Data completion: We fill in the first row’s NaNs per patient using the medians (grouped by 7 age groups, gender and Unit1) summarized from the cohort, and replace subsequent NaNs with the previous non-missing values. We clip each column with (.5%, 99.5%) quantiles and do min-max normalizations. Methods: We explore two basic methods during this unofficial phase: 1) Train machine learning (ML) methods, including Logistic Regression, AdaBoost and Random Forest, with handcraft features. That is, in addition to the 34 variables, we compute 2 extra ratios of HR/SBP and BUN/Creatinine and derive 11 additional features per row per variable, e.g., if a value is newly measured, the mean/min/max/(max-min) in the past 6 hrs, if the value increases/decreases in the past 6 (or 1) hrs, etc. 2) Train LSTM per row on the past 6-hr observations (zero padded) with no handcraft features.
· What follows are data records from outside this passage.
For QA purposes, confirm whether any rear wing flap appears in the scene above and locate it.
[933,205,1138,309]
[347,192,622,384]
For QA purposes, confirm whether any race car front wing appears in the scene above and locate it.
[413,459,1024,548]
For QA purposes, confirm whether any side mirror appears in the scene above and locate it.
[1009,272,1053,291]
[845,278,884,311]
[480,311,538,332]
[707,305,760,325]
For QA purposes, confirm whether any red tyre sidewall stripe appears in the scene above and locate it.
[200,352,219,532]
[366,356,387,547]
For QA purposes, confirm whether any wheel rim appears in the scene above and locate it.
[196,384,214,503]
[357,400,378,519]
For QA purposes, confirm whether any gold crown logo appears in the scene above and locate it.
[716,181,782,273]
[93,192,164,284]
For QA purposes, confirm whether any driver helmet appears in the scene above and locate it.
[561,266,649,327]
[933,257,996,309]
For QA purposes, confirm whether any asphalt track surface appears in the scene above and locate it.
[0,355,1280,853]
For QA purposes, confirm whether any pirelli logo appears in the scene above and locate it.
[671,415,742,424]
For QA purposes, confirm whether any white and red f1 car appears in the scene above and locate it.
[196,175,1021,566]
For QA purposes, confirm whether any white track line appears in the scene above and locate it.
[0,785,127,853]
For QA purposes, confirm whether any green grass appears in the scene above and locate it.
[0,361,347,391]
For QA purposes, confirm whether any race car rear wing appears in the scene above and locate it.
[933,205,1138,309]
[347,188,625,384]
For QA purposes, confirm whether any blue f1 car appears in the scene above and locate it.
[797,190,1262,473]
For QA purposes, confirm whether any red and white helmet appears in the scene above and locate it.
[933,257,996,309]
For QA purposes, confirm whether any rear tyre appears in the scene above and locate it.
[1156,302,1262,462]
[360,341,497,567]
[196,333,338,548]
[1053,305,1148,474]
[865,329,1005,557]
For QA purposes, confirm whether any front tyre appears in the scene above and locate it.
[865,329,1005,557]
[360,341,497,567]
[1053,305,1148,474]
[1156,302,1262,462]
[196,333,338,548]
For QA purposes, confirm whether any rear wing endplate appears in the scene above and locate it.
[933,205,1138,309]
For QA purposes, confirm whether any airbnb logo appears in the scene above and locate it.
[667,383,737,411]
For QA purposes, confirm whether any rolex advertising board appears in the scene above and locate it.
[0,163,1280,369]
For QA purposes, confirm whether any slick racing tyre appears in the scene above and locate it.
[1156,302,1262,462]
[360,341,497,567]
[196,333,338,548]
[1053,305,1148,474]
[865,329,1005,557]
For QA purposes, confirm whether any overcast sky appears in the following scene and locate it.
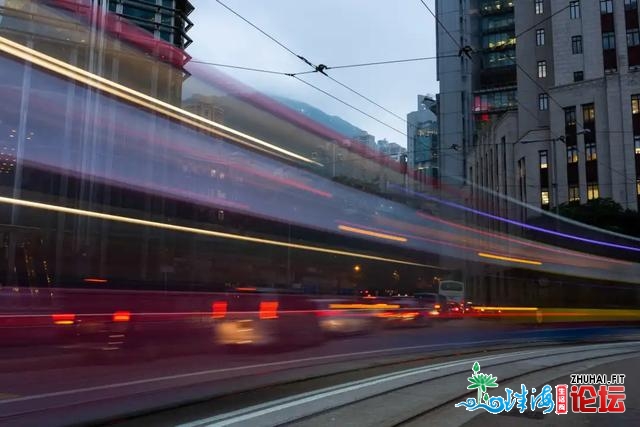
[182,0,438,146]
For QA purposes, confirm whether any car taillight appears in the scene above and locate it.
[51,313,76,325]
[211,301,227,319]
[260,301,278,319]
[113,311,131,322]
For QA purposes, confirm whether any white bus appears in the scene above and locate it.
[438,280,464,304]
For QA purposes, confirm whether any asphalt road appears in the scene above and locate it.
[0,320,636,425]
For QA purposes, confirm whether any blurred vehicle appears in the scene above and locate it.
[377,297,431,327]
[212,289,323,349]
[314,299,380,336]
[447,301,464,319]
[414,292,450,320]
[438,280,464,304]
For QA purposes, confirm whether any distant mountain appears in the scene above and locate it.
[271,95,362,138]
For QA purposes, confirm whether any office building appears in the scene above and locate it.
[407,95,438,190]
[438,0,640,216]
[0,0,193,105]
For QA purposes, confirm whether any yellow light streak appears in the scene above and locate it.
[473,306,538,311]
[0,197,441,270]
[0,37,323,166]
[329,304,400,310]
[478,252,542,265]
[338,225,407,242]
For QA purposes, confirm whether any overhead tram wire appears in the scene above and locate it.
[292,76,407,136]
[420,0,462,49]
[420,0,634,227]
[292,54,458,75]
[216,0,416,137]
[189,59,299,76]
[420,0,635,184]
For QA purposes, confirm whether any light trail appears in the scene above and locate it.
[0,197,443,270]
[338,225,407,242]
[478,252,542,265]
[0,37,323,166]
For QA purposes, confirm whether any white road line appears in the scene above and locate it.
[0,339,520,406]
[179,341,640,427]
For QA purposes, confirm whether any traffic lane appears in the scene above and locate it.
[0,320,635,396]
[0,321,504,394]
[464,357,640,427]
[0,322,636,417]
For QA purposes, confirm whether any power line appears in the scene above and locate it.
[327,75,408,122]
[189,54,458,76]
[296,54,458,74]
[189,60,299,76]
[216,0,302,60]
[515,4,571,40]
[420,0,462,49]
[216,0,407,137]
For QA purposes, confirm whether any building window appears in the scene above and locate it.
[536,28,544,46]
[538,150,549,169]
[582,104,596,125]
[538,61,547,79]
[602,31,616,50]
[569,0,580,19]
[584,142,598,161]
[564,107,576,127]
[538,93,549,111]
[569,185,580,202]
[571,36,582,55]
[540,190,549,208]
[587,182,600,200]
[631,95,640,114]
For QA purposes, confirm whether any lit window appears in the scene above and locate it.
[582,104,596,124]
[538,61,547,79]
[564,107,576,128]
[540,190,549,207]
[538,93,549,111]
[539,150,549,169]
[631,95,640,114]
[602,31,616,50]
[569,185,580,202]
[569,0,580,19]
[571,36,582,55]
[584,143,598,161]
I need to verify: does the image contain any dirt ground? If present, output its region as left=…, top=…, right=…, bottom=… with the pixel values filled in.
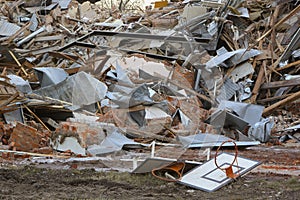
left=0, top=166, right=300, bottom=200
left=0, top=145, right=300, bottom=200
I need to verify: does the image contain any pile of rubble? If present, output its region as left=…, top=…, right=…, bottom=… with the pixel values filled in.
left=0, top=0, right=300, bottom=192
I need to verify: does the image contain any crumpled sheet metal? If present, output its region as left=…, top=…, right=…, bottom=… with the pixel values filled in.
left=87, top=130, right=142, bottom=156
left=0, top=20, right=21, bottom=36
left=206, top=47, right=262, bottom=70
left=34, top=72, right=107, bottom=109
left=7, top=74, right=32, bottom=93
left=34, top=67, right=69, bottom=87
left=218, top=101, right=264, bottom=125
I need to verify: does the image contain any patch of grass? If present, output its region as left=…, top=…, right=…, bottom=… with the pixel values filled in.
left=286, top=177, right=300, bottom=191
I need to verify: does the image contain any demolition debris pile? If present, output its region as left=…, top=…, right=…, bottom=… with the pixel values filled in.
left=0, top=0, right=300, bottom=192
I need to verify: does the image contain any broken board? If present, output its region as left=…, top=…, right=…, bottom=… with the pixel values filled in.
left=179, top=153, right=260, bottom=192
left=132, top=157, right=202, bottom=173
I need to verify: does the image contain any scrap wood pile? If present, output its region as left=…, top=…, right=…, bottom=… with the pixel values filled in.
left=0, top=0, right=300, bottom=160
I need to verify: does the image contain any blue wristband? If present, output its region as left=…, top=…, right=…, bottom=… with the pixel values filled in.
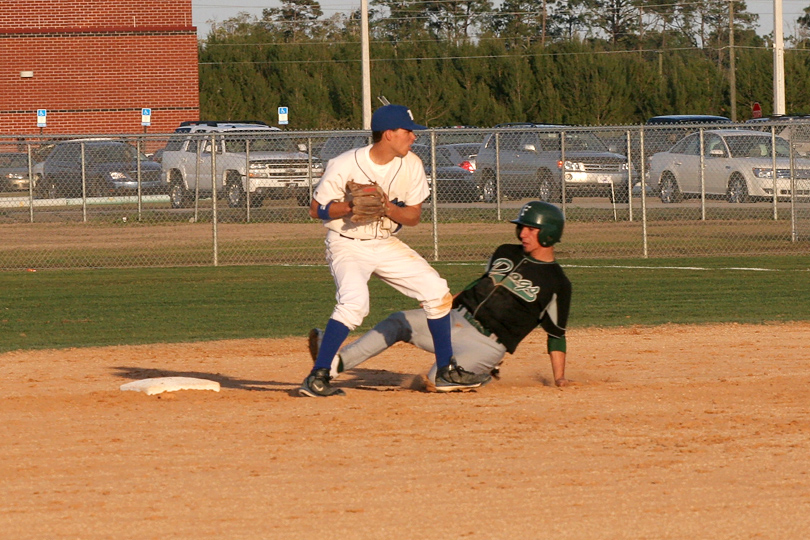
left=318, top=201, right=332, bottom=220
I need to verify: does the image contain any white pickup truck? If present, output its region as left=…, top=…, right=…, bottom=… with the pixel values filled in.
left=162, top=122, right=323, bottom=208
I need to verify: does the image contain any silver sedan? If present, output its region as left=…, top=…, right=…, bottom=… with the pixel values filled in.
left=649, top=129, right=810, bottom=203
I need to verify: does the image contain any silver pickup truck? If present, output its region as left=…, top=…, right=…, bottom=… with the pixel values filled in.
left=162, top=122, right=323, bottom=208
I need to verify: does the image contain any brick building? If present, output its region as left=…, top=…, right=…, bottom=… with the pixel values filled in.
left=0, top=0, right=199, bottom=135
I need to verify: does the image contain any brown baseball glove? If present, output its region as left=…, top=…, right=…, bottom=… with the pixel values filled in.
left=346, top=180, right=387, bottom=224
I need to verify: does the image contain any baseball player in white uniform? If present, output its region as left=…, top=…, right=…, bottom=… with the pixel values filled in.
left=299, top=105, right=491, bottom=397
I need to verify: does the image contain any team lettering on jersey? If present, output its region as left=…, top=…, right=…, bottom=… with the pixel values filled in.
left=489, top=259, right=540, bottom=302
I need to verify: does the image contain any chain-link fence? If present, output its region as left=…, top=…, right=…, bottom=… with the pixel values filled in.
left=0, top=120, right=810, bottom=269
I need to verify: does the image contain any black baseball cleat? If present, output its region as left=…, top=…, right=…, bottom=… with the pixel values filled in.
left=298, top=368, right=346, bottom=397
left=436, top=358, right=492, bottom=392
left=307, top=328, right=343, bottom=379
left=307, top=328, right=323, bottom=364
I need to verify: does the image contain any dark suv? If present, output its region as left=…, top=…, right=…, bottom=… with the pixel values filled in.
left=475, top=123, right=629, bottom=202
left=35, top=139, right=168, bottom=198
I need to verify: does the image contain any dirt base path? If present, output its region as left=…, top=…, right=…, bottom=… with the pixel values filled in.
left=0, top=323, right=810, bottom=540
During training, for making early predictions, we relabel each row as 1 if sepsis happens in the next 6 (or 12) hours and 0 otherwise. We randomly select 400 patients with original labels from set A and B, holding them out for testing. The best held-out utility score we get from ML methods (Random Forest) is 0.25 (AUC 0.76) on the 6-hr earlier labeled data; the higher score we get from 1-layer LSTM is 0.39 (AUC 0.84) on the 12-hr earlier labeled data. We submitted the latter one and obtained utility score of 0.32. Plan for official phase: We will continue working on both lines of methods, one focusing on refining better handcraft features and one focusing on tuning and constructing more complex models (e.g., LSTM with more layers, attention, bidirectional, etc). Two methods can be possibly merged at the end. Besides, utility scores will also be taken into account in terms of loss optimization and model selection.